We couldn’t agree more (and couldn’t be more charmed by your Sardinian family)! Can you describe how you feel about the intersection between food and writing? Perhaps share some cooking tips or a recipe?
My favourite part of the writing process for Under a Sardinia Sky was delving deeply into the descriptions and acts of preparing food. It is important to me that food, much like sex, should not appear in a story for it’s own sake but because it reveals something deeper about the character and their personal journey. Food is an incredibly sensual way to explore character and story. I love trying new things, creating dishes and growing our own produce. Food is a portal to other lands, and, sometimes as close to time travel as you can get without drawing on the complexities of Quantum.

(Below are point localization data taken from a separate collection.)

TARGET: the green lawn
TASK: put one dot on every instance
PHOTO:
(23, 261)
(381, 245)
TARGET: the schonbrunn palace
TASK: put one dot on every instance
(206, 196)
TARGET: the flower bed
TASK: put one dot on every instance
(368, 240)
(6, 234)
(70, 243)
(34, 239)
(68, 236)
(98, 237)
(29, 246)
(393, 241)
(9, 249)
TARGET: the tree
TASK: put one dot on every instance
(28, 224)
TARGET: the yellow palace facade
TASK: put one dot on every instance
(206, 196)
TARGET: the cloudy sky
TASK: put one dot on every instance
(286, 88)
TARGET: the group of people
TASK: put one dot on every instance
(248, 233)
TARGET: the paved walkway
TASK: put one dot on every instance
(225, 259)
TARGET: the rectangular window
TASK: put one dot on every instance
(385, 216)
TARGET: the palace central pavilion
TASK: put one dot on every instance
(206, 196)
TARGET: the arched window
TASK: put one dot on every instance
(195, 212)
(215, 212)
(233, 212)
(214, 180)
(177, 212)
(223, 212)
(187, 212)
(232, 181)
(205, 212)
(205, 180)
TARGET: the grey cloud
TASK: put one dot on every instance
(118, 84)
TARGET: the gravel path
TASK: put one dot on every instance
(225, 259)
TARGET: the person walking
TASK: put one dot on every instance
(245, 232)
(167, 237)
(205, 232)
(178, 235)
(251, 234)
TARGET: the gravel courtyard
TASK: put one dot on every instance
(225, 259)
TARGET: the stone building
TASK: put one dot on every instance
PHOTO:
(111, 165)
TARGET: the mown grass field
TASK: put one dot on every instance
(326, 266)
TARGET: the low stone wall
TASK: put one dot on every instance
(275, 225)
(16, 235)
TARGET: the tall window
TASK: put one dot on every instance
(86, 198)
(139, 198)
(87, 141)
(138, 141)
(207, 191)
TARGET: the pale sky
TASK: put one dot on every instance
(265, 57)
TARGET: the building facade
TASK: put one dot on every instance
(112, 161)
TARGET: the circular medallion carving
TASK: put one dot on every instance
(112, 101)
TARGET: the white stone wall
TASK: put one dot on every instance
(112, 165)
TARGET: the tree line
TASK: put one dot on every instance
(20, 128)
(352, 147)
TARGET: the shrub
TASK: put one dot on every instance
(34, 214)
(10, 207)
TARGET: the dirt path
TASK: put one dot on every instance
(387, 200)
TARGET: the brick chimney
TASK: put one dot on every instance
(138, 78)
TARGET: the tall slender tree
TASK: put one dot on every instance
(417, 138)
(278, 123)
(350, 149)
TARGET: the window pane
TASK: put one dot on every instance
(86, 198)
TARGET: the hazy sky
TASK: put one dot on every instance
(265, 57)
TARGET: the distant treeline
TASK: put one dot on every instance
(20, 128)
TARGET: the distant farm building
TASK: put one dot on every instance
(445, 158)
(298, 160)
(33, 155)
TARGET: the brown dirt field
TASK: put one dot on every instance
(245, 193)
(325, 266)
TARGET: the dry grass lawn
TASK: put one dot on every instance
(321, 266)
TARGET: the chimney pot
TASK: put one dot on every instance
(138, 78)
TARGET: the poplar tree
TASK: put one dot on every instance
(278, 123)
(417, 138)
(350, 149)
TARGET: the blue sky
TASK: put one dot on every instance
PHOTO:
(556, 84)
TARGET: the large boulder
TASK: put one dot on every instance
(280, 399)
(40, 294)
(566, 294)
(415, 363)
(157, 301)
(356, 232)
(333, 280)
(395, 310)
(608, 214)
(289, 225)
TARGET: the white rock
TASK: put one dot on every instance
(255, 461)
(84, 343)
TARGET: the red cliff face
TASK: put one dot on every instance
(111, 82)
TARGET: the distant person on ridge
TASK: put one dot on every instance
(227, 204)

If I prepare gnochetti and fresh sauce to perfection I am in my grandma’s kitchen aged 6. To summon the spirits of Sardinia: Tip a couple of fists full of dried gnochetti (do not confuse with potato gnocchi) per person into plenty of salted simmering water. Whilst they’re cooking heat a smushed clove of garlic gently until it begins to soften in two tablespoons of olive oil. Add a bottle of passata, season well, bring to the boil then reduce to a simmer. Stir in a little sugar or nub of dark chocolate and, when it’s cooked through (20 mins or so), tip in several fresh basil leaves, immediately turning off the heat. Allow to infuse. When the gnochetti are cooked, drain and stir them into the sauce pan, coating every little nub with the sweet tomato. Be generous with some more grated pecorino.
Delicious. Thank you, Sara. We’ll be scouring the internet for the next flight to Sardinia. All the best with your beautiful novel, and may the gnochetti-eating commence.